BNP Chairperson Khaleda Zia will visit Ganabhaban, responding to Prime Minister Sheikh Hasina’s dinner invitation to talk about holding a dialogue on the polls-time government, after October 29, senior leaders said.
They said the ruling Awami League’s general secretary and the opposition BNP’s acting secretary general might have talks to finalise the date and time for the dinner. Even the officials of the two parties might discuss the matter.
If the government wanted, the BNP chief herself might call the PM, a number of leaders said.
Talking to the Dhaka Tribune on Sunday, a senior leader claimed that an official of the prime minister had phoned the BNP chairperson’s Assistant Personal Secretary Md Suratuzzaman to fix the menu of the dinner on Sunday afternoon.
When contacted, Suratuzzaman confirmed to the Dhaka Tribune that the prime minister’s APS Md Saifuzzaman had called him to know about the opposition leader’s menu.
“I told him that the menu will be informed the day before the honourable leader of the opposition visits Ganabhaban. She usually avoids rich food,” he said.
Hasina called Khaleda on Saturday and invited the opposition leader to a dinner at Ganabhaban on Monday to initiate a dialogue. Khaleda accepted the offer but said she could not go on Monday because of the hartal.
This year, the characters have shifted but the argument remains almost the same. The opposition party and its alliances say they will not participate in the next elections if a “non-partisan government” does not oversee the polls.
In response to Prime Minister Sheikh Hasina’s proposal for an all-party interim government to administer the election, opposition leader Khaleda Zia proposed that the non-partisan government could comprise 10 advisers from the previous “successful” caretaker governments.
This time around, the BNP-led opposition is waging a movement and enforcing 60 hours of shutdown, saying they will not accept Hasina as the chief of the polls-time government.
The same conflict rooting from the debate over who would head the ad hoc government drove the country straight into “a state of emergency” seven years ago. It also forced the then president Iajuddin Ahmed to step aside for former central bank governor Fakhruddin.
In response to Hasina’s request to withdraw the strike, Khaleda told her that she could not do it without consulting her alliance partners. “I also said clearly that the movement and the dialogue would go simultaneously.”
Expressing his optimism about a dialogue, BNP acting secretary general Mirza Fakhrul Islam Alamgir thanked the prime minister, saying the dialogue could take place any time after October 29 when the opposition alliance’s 60-hour hartal ended.

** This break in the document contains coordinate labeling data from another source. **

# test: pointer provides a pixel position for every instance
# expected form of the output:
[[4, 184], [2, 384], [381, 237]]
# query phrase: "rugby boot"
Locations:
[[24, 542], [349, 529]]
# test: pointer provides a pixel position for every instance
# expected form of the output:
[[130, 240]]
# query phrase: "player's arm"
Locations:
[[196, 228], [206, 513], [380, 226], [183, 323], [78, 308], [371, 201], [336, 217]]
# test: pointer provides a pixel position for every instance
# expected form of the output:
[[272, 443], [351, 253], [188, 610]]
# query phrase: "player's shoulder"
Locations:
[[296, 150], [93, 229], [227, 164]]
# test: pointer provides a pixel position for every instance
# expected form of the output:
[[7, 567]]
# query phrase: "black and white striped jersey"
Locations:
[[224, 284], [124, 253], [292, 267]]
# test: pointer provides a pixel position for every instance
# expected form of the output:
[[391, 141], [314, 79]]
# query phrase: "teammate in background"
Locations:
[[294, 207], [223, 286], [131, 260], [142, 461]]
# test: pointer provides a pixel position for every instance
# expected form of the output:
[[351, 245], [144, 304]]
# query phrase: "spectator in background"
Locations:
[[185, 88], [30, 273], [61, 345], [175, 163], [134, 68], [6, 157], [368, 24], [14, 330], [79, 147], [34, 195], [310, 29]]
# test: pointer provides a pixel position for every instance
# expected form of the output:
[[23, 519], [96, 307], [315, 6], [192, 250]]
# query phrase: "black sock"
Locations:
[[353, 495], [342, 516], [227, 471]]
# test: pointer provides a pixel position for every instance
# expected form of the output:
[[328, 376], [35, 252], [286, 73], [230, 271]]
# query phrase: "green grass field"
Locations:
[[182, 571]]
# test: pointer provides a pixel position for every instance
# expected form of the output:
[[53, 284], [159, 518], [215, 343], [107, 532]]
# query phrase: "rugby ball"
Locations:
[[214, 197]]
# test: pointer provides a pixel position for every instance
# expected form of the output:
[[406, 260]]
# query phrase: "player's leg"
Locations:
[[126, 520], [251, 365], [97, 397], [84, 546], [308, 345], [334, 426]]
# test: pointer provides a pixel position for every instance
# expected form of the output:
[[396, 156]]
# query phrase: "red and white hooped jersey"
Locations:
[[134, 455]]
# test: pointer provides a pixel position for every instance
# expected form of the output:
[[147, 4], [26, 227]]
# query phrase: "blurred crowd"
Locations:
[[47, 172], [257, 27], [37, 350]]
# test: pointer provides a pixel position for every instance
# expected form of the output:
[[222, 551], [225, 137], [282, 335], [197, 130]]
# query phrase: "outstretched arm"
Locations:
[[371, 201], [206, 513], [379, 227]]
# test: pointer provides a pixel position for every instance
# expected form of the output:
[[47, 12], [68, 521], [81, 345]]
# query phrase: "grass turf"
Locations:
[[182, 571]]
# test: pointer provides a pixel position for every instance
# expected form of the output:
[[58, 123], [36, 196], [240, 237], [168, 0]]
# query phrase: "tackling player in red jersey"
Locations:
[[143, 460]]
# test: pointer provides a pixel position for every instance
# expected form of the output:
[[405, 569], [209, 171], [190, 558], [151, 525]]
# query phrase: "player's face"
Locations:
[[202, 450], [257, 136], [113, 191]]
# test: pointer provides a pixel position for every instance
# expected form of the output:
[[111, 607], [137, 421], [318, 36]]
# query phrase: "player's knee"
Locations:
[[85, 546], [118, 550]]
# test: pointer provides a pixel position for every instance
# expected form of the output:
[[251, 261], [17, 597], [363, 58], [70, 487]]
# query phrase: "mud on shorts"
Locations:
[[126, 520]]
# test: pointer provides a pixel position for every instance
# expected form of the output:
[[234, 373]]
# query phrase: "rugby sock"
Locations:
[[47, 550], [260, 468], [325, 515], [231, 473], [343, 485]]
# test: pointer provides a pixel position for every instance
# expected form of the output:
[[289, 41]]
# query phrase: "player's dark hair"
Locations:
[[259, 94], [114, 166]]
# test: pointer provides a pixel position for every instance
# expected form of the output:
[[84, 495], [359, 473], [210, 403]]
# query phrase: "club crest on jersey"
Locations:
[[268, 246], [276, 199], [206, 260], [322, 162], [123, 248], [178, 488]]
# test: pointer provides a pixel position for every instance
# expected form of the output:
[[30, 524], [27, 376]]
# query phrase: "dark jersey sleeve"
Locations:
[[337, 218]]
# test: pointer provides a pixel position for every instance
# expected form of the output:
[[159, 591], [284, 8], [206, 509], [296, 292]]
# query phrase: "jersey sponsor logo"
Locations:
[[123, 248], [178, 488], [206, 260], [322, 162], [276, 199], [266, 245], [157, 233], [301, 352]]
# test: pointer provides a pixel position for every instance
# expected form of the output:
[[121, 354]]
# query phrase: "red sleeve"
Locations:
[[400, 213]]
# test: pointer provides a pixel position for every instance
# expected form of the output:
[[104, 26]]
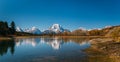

“The prime minister has invited the opposition leader to dinner. Madam [Khaleda] did not refuse the invitation as she repeatedly talked about a dialogue to resolve the crisis. So, she might go to the dinner only after finalising [its] date and time,” Khandakar Mosharraf Hossain, BNP’s Standing Committee member, told the Dhaka Tribune.
On the other hand, Awami League Presidium member Matia Chowdhury on Sunday said the talks offer to the BNP was still valid but the talks would be based on the constitution.
Awami League General Secretary Syed Ashraful Islam and BNP acting secretary general Mirza Fakhrul were playing important roles in initiating the dialogue and talked on the issue at different times.
Asked if he talked with Ashraf on Saturday night after the telephone conversation of Khaleda and Hasina, Fakhrul, said the news was baseless.
A senior leader of the party said there was little possibility that programmes such as hartal and blockade would be announced during the dialogue, but at the same time they did not want to postpone their programmes for a long period, too.
“If there is no positive result from the dialogue, the ongoing movement might lose its rhythm,” the leader said.
However, another senior leader said the government would soften its stance only after a tough street movement was waged. The leader praised Khaleda for taking “the right decision by not withdrawing the hartal. If she had, it would have frustrated party leaders and activists as at least six people were killed on that day [Saturday].”
Bangladesh Jamaat-e-Islami, a key ally of the BNP in the 18-party alliance, also did not agree to the withdrawal of the hartal in the context of October 28, 2006 when at least 10 people were killed in violence as the then opposition Awami League had brought out a procession wielding oars and poles.
A Standing Committee member told the Dhaka Tribune, seeking anonymity, that they did not want to shoulder the responsibility of failing to hold the dialogue and that is why finalising the time for the talks would be initiated after October 29.
“The government has not shifted its stance on the polls-time government. So, there is little possibility of a positive outcome of the dialogue, but we do not want to shoulder the responsibility of a foiled initiative,” he said.